Limitations & Future Work

  • Authors' Admission: No advantage for short-answer/short-context tasks (by NFE count) as the \(\log|M|\) overhead per step cannot be amortized; under extremely high NFE, the cost relative to fixed geometry schedulers becomes unfavorable.
  • Conservative Batch Testing: Testing against the "union of all anchors" is stricter than testing against individual recursive subsets, potentially rejecting safe tokens in exchange for full parallelism; this is a quality-parallelism trade-off.
  • Approximate Assumptions: The Independence Stability Assumption and "attention \(\approx\) influence" are only approximations (EOS/padding tokens are exceptions), and hierarchical generation is given a hypothetical rather than formal proof.
  • Future Improvements: Proposed ideas include adaptive/curriculum scheduling for \(\varepsilon\) (more exploration early, precision later), distilling PUNT into a student model for single-pass subset prediction, and combining with orthogonal optimizations like KV-caching.
  • vs.
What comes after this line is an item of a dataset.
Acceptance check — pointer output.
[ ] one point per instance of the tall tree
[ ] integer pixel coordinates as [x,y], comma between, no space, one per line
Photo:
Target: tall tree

EB-Sampler (Confidence/Entropy Gating): EB reveals variable-sized sets where entropy is below threshold \(\gamma\), but it ignores dependencies and is conservative; PUNT explicitly tests dependencies, allowing for more aggressive parallelization of truly independent tokens.
  • vs. Dilated / Halton (Gap Schedulers): These use fixed geometry regardless of sequence content; PUNT is content-adaptive, modifying the parallel set as dependency structures change, resulting in a more stable Pareto frontier for long text.
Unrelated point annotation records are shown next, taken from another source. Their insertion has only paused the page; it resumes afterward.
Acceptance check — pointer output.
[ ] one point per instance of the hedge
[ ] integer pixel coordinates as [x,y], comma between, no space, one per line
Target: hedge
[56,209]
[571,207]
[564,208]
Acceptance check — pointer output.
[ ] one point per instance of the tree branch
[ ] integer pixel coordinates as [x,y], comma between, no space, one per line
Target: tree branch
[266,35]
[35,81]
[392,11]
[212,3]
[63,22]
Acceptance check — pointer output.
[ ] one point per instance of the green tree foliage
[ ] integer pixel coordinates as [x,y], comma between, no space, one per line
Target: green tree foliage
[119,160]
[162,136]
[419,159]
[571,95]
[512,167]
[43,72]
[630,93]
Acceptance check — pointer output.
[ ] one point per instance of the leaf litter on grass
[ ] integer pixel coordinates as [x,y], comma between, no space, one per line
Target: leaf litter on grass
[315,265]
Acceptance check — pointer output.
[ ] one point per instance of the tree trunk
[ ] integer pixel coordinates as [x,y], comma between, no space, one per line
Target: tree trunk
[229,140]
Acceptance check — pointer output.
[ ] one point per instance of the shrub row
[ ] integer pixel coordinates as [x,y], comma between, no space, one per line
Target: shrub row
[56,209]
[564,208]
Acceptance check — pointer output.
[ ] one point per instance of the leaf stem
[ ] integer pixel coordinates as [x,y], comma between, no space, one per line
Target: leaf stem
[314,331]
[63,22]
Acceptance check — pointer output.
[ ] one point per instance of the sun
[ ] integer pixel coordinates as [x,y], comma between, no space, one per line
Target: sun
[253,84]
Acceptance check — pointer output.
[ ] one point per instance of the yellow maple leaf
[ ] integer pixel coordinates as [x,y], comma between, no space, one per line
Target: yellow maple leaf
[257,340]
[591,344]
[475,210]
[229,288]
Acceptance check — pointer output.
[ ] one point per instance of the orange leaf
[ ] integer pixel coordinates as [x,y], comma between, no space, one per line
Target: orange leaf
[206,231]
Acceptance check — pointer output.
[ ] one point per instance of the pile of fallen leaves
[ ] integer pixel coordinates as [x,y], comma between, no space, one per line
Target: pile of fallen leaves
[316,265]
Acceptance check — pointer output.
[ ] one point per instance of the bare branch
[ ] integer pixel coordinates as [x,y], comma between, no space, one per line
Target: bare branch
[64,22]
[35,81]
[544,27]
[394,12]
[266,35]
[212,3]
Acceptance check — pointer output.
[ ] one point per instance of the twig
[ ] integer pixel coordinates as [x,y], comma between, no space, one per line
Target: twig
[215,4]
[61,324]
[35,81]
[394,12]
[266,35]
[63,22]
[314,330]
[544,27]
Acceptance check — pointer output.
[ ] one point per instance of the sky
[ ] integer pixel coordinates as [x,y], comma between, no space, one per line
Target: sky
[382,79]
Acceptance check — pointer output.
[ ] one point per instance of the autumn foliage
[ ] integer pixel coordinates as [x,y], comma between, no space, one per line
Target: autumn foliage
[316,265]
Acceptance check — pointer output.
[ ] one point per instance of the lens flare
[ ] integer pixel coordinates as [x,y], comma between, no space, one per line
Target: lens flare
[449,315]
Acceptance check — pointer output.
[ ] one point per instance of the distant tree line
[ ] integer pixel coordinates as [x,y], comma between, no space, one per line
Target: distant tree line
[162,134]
  • vs. ReMDM / P2 / DDPD (Remasking and Planning-Denoising Separation): These use extra remasking/correction rounds to fix errors, increasing NFE; PUNT filters interfering tokens before unmasking, reducing error at the source.
  • vs. Autoregressive Acceleration (Speculative Decoding): Speculative decoding is still essentially sequential; PUNT utilizes the order-agnostic nature of MDMs to directly reduce NFE, and orthogonal optimizations like KV-caching apply to both.

Rating

  • Novelty: ⭐⭐⭐⭐⭐ "Contextual independence + binary \(O(\log m)\) testing" is a fresh, theoretically grounded solution to the MDM parallelization trade-off.
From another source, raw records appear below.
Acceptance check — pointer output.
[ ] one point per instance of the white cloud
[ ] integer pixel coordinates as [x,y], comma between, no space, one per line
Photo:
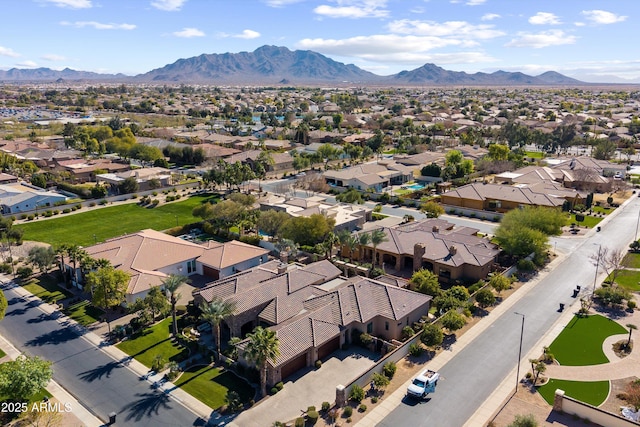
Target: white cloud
[281,3]
[71,4]
[98,25]
[354,9]
[542,39]
[490,17]
[454,29]
[53,57]
[188,33]
[27,64]
[168,5]
[544,18]
[245,34]
[602,17]
[5,51]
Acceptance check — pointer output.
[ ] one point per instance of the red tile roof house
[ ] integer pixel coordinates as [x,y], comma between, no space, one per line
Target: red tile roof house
[150,256]
[312,310]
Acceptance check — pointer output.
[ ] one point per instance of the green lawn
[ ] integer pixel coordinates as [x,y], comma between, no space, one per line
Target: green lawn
[589,221]
[45,287]
[155,340]
[580,343]
[593,392]
[628,279]
[104,223]
[631,260]
[209,385]
[84,313]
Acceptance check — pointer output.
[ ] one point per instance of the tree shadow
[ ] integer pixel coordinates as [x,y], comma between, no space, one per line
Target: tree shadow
[103,370]
[58,336]
[148,405]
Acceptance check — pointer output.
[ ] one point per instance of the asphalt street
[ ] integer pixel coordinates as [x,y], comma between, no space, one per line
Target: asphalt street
[96,380]
[471,376]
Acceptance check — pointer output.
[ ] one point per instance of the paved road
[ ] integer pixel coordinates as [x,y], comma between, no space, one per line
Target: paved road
[472,375]
[99,382]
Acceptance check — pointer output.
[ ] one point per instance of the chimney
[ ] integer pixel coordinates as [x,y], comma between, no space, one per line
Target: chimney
[282,268]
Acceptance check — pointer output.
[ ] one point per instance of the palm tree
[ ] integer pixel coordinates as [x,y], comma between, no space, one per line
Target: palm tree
[631,327]
[363,240]
[377,236]
[170,286]
[262,346]
[214,313]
  • Experimental Thoroughness: ⭐⭐⭐⭐ Covers two models, multiple baselines, long-text/short-answer/protein domains, and provides error analysis, though short-answer scenarios are weaker.
  • Writing Quality: ⭐⭐⭐⭐⭐ Logical progression from motivation to definition, algorithm, and implementation with clear diagrams.
  • Value: ⭐⭐⭐⭐⭐ Training-free, model-agnostic, and hyperparameter robust; significant practical value for accelerating diffusion-based LLM inference.